In December 2016, the Fourth Circuit Court of Appeals ruled on two officers’ First Amendment challenge to their department’s social media policy and subsequent disciplinary actions taken against them.
The speech at issue was off-duty Facebook postings by officers Liverman and Richards complaining about rookies with insufficient experience being promoted and the lack of leadership that fostered these decisions. Most of those who liked or commented on the posts were current or former officers.
On the chief’s orders, the two officers were disciplined for violating a provision of the department’s social media policy which stated,
Negative comments on the internal operations of the Bureau, or specific conduct of supervisors or peers that impacts the public’s perception of the department is not protected by the First Amendment free speech clause…
The court ruled this provision was an unconstitutionally overbroad prior restraint on protected speech -- describing it as “a virtual blanket prohibition on all speech critical of the government” that could encompass protected speech about matters of “public concern” such as whether the department enforced the law effectively and fairly and whether its procedures and tactics best protected and served the community.
The City of Petersburg and the chief argued that a “public concern” provision sufficiently narrowed the “negative comments” provision by specifying,
Officers may comment on issues of public concern (as opposed to personal grievances) so long as the comments do not disrupt the workforce, interfere with important working relationships or efficient work flow, or undermine public confidence in the officer. The instances must be judged on a case-by-case basis.
But the court concluded this language did not salvage the unconstitutional overbreadth of the social media policy taken as a whole. Accordingly, the department’s social media policy could not be used as a management or disciplinary mechanism.
What departments need to understand
First, the legal test applied to a social media policy’s prior restraint on free speech is stricter than the test applied to disciplinary action taken after specific speech.
In United States v. National Treasury Employees Union, the Supreme Court held that the government faces a greater burden when it attempts to restrict speech prospectively because that chills potential speech before it happens versus addressing an isolated incident. To justify regulating future speech:
The Government must show that the interests of both potential audiences and a vast group of present and future employees in a broad range of present and future expression are outweighed by that expression’s “necessary impact on the actual operation” of the Government. [Citation omitted.] Further, the government “must demonstrate that the recited harms are real, not merely conjectural,” and that the regulation will in fact alleviate these harms in a direct and material way.

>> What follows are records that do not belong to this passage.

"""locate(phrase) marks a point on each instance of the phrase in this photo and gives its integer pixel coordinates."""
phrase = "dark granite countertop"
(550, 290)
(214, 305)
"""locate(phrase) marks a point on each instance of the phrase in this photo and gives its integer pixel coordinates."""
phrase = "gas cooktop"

The Fourth Circuit found that the interests of present and future officers and their potential audiences in the matters Liverman and Richards commented on were “manifestly significant.” The court also held that, apart from generalized allegations of budding divisiveness, the department presented no evidence of any material disruption arising from Liverman’s, Richards’ or any other officer’s comments.
Second, the Fourth Circuit held that the chief did not have qualified immunity for damages the two officers incurred as a result of the disciplinary action. Qualified immunity shields government officials whose actions are ultimately ruled illegal but who could have reasonably believed they were acting lawfully under existing law. The Fourth Circuit found the right against prior restraint on speech as sweeping as the “negative comments” provision was “clearly established and then some.”
Examine social media policies
If a department’s social media policy is not patently unconstitutional, Liverman does nothing to change the test applied to disciplinary action taken after an officer’s online speech. That test is three-pronged:
1. Does the speech address a matter of public concern (as opposed to a personal grievance)?
2. Did the officer speak as a private citizen rather than as part of her job duties or function? (On-duty versus off-duty is not dispositive of this question.)
3. If one and two above, does the officer’s interest in the speech outweigh the department’s critical mission need for order, discipline, unity, community trust and cooperation?
Most reported decisions in cases addressing only the subsequent discipline of a public employee for speech, rather than the prior restraint of such speech, have ruled for the employing government agency.
Consider revising social media policies
While, the Liverman decision is only binding in federal courts in the Fourth Circuit, it may be looked to as guidance by other state and federal courts. A review of departmental social media policies in light of the decision would be prudent.
Departments and officers have an interest in officers feeling free to express legitimate concerns while balancing law enforcement’s critical mission of public safety and the need for order, discipline, unity and community trust and cooperation to accomplish that mission.
Social media policies should be developed that address these sometimes competing interests. They should not be developed to obscure departmental transparency or accountability on matters of public concern or to provide a mechanism for retaliating against legitimate criticism or dissent.
Officers need to think before they click. They might want to ask if they wouldn’t be better served voicing a particular expression in a private social or family setting for catharsis and commiseration or within the department in pursuit of positive change rather than publishing it on a global billboard.